Real World Medicines Monitoring: MSH Project Launches New Tool for Improved Pharmacovigilance at #WCLH2015

Real World Medicines Monitoring: MSH Project Launches New Tool for Improved Pharmacovigilance at #WCLH2015

{Photo credit: Warren Zelman}Photo credit: Warren Zelman

This week, at the 46th Union World Conference on Lung Health (hashtag ), the US Agency for International Development (USAID)-funded and Management Sciences for Health (MSH)-led, Systems for Improved Access to Pharmaceuticals and Services (SIAPS) Program is launching a new tool to improve how the safety and effectiveness of medicines is monitored in low- and middle-income countries.

All medicines undergo rigorous clinical testing prior to being made publicly available. Continuing to monitor the safety and effectiveness of medicines in real world settings, also referred to as pharmacovigilance, is critically important to ensure that medicines can be used over a prolonged period of time, in conjunction with other medicines, among new patient populations, and in patients with multiple illnesses. 

Low- and middle-income countries, however, often lack the resources, capacity, and systems required to effectively implement pharmacovigilance activities. They often rely heavily on passive reporting methods which can underestimate potential medicines use issues.

One common challenge is the lack of available data collection and analysis tools needed for active pharmacovigilance. To help address this barrier, SIAPS developed a web-based application to streamline and simplify the data collection and analysis process, known as the Pharmacovigilance Monitoring System (PViMS).

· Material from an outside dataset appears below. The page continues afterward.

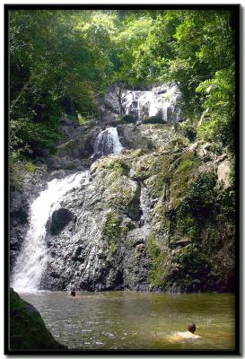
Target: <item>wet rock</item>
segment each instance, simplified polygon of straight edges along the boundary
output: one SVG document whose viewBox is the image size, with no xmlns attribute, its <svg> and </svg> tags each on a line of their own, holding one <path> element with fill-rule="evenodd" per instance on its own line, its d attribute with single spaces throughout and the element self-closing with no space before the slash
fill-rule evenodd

The only free software of its kind customized for use in low resource settings, PViMS helps clinicians, regulatory authorities, program managers, and other implementing partners collect, analyze, and monitor adverse reactions associated with the use of medicines, including those used to treat tuberculosis (TB). In addition to improving documentation and reporting of adverse drug events, PViMS can also be used to alert program managers to potential problems by flagging medicines use issues for further evaluation.

With PViMS, regulatory authorities, program managers, physicians, and pharmacists have a tool which helps to ensure that the medicines they provide to mothers and their children are not only safe and effective, but also help them attain the best possible health outcomes.